Questi strumenti tecnologici, microinfusori e sensori per la misurazione dei livelli di glucosio senza bisogno di pungersi le dita, come influiscono nella gestione quotidiana della malattia?

“Quando si ha il diabete la glicemia tende ad oscillare moltissimo. L’obiettivo del trattamento del diabete è quello di rendere questa oscillazione la più controllata, provando a far rimanere il valore glicemico all’interno di un range che è stato definito tra i 70 e 180 mg/dl. Certamente l’utilizzo della tecnologia aiuta molto per il raggiungimento dell’obiettivo, riducendo, inoltre, il rischio di incorrer ein crisi ipoglicemiche (abbassamento della glicemia) e in crisi iperglicemiche”.

Lo scorso anno abbiamo dovuto fare i conti con la pandemia da coronavirus. Questo come ha influito nella vita dei pazienti?

“La pandemia ha dilatato le visite di controllo, un po’ la popolazione con diabete ne ha risentito. Siamo riusciti a limitare i danni tramite la tecnologia, con i teleconsulti e le visite a distanza. Per chi usa i sensori e i microinfusori ci sono a disposizione delle piattaforme che permettono di scaricare i dati e così il diabetologo può vedere l’andamento glicemico. Ovviamente, questo non può sostituire la visita diabetologica, ma può aiutare a valutare e controllare il follow up di determinati pazienti”.

Come lei ricordava prima, quest’anno ricorre il centenario della scoperta dell’insulina. Mentre prima si moriva di diabete, ora c’è una speranza di vita molto più lunga…

“Per quello che riguarda le persone con diabete di tipo 1, l’aspettativa di vita, rispetto agli altri, è di circa 7-10 anni in meno.

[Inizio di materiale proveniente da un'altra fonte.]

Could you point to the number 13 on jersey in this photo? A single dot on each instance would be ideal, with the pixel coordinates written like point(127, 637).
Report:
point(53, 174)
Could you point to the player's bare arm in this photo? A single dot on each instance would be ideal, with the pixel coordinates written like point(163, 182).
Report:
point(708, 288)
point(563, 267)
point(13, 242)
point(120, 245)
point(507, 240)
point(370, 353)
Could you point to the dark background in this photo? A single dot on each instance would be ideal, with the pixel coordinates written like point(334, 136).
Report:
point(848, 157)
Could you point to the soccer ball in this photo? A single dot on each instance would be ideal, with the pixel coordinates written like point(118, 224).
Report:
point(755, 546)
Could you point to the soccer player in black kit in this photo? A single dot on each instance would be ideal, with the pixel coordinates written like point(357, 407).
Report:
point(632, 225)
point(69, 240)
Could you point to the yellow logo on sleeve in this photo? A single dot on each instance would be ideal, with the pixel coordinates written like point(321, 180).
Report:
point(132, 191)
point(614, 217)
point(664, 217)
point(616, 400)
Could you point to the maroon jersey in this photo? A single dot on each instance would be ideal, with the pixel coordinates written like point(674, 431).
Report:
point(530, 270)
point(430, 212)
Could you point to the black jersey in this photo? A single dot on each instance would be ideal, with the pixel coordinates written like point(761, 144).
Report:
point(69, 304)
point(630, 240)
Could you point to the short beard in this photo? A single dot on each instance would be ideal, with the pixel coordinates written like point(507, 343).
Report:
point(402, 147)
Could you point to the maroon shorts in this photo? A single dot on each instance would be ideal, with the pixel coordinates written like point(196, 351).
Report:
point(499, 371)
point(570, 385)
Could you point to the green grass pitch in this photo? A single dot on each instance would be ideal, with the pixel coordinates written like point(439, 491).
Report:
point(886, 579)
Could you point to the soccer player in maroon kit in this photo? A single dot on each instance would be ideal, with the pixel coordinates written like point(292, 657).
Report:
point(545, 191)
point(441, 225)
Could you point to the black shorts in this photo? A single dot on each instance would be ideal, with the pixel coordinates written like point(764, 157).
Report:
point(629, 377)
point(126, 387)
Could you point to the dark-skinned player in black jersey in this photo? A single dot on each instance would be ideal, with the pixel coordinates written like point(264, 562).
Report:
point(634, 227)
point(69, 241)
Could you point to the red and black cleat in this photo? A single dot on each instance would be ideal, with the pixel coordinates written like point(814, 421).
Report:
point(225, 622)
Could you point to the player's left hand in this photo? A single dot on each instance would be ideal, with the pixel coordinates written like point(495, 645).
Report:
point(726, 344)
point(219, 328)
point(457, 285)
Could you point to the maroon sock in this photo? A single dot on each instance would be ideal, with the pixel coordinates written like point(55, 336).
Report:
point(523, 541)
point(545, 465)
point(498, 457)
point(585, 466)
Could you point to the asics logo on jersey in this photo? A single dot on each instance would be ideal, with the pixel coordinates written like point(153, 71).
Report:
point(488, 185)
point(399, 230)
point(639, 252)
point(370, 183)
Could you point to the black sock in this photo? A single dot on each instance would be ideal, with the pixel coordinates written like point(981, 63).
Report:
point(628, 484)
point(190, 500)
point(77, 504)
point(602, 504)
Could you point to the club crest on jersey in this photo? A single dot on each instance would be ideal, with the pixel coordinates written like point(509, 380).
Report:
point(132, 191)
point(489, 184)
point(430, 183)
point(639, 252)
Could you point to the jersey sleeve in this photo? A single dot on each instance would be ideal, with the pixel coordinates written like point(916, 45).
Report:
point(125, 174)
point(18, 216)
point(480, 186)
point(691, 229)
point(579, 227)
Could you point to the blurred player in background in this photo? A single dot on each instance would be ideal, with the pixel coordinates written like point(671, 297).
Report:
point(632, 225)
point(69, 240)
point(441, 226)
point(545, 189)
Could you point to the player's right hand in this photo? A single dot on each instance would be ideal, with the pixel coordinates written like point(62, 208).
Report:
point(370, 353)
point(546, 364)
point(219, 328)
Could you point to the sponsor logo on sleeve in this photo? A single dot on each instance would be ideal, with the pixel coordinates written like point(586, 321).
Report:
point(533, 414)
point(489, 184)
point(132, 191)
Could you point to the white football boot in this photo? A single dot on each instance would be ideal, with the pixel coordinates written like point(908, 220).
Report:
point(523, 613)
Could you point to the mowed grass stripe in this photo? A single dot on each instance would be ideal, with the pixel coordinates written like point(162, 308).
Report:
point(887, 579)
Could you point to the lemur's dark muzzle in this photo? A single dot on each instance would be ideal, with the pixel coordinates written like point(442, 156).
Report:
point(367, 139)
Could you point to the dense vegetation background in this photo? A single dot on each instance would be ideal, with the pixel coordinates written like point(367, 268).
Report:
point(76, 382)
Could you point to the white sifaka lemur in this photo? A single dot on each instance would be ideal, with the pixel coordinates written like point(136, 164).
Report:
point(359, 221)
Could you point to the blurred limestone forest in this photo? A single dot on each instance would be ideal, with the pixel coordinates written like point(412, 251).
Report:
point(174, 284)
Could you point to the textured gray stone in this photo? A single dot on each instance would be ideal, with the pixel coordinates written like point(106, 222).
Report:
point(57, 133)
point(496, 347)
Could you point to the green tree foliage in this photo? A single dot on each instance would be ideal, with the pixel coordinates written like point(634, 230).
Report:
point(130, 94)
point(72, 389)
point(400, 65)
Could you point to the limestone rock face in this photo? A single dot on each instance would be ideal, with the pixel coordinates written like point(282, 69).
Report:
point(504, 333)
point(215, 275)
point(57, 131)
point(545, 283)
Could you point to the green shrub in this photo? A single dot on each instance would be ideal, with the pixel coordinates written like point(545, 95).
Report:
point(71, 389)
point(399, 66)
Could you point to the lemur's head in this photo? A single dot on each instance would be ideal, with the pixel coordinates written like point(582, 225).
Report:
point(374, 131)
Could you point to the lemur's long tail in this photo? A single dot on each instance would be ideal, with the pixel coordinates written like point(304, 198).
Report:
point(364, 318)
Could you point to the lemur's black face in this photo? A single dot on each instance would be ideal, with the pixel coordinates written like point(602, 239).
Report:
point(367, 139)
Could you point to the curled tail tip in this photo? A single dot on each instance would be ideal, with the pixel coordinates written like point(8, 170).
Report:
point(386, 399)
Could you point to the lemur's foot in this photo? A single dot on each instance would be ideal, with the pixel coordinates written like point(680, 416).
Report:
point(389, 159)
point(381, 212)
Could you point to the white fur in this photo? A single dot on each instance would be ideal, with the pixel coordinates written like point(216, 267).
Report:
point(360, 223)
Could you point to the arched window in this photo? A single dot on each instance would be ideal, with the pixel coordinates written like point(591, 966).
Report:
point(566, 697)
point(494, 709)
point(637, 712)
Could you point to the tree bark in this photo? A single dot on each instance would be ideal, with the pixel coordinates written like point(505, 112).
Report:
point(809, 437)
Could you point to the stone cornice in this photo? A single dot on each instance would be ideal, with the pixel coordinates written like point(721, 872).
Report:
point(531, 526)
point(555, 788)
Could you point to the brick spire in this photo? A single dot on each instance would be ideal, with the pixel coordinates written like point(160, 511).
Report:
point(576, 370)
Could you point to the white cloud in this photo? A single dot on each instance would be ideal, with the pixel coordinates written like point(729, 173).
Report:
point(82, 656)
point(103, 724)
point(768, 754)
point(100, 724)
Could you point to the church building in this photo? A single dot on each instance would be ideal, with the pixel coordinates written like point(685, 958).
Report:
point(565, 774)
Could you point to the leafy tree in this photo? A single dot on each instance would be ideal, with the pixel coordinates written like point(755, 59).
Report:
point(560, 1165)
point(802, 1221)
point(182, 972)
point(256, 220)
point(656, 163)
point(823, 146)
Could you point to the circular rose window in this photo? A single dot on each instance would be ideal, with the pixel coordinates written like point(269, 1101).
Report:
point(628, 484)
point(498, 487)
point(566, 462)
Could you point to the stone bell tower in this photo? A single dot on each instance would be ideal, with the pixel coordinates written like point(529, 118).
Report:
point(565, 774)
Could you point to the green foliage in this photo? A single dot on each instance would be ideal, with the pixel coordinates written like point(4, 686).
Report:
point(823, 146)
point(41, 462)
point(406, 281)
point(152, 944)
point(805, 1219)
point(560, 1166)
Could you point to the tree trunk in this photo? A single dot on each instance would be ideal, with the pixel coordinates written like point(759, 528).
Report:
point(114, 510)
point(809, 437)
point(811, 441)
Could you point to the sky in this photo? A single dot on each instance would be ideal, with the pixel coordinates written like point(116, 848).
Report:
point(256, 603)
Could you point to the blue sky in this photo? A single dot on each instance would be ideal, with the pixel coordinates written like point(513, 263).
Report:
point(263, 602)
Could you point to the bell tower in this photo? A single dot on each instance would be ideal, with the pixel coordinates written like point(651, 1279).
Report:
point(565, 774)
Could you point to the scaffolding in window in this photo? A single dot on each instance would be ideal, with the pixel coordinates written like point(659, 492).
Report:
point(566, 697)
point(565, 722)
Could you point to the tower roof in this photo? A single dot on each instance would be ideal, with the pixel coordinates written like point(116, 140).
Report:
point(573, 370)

Sicuramente la scoperta dell’insulina, poi il passaggio dalle insuline animali (bovine e suine) a quelle umane e poi agli analoghi dell’insulina, e la diffusione dei microinfusori ha cambiato radicalmente la terapia insulinica e l’effetto”.

Le persone che soffrono di diabete possono continuare a svolgere normalmente la loro vita, ovviamente con le dovute precauzioni, o ci sono delle limitazioni sotto alcuni punti di vista?

“L’obiettivo del nostro lavoro è questo: che il diabete sia cucito addosso alla persona come un vestito di ottima qualità, in modo che non se ne senta il peso quotidiano. Il diabete è la patologia cronica più impattante che abbiamo al momento. E proprio perché interessa il quotidiano dobbiamo fare in modo che il paziente, allo stesso tempo, lo avverta il meno possibile e lo gestisca nel migliore dei modi”.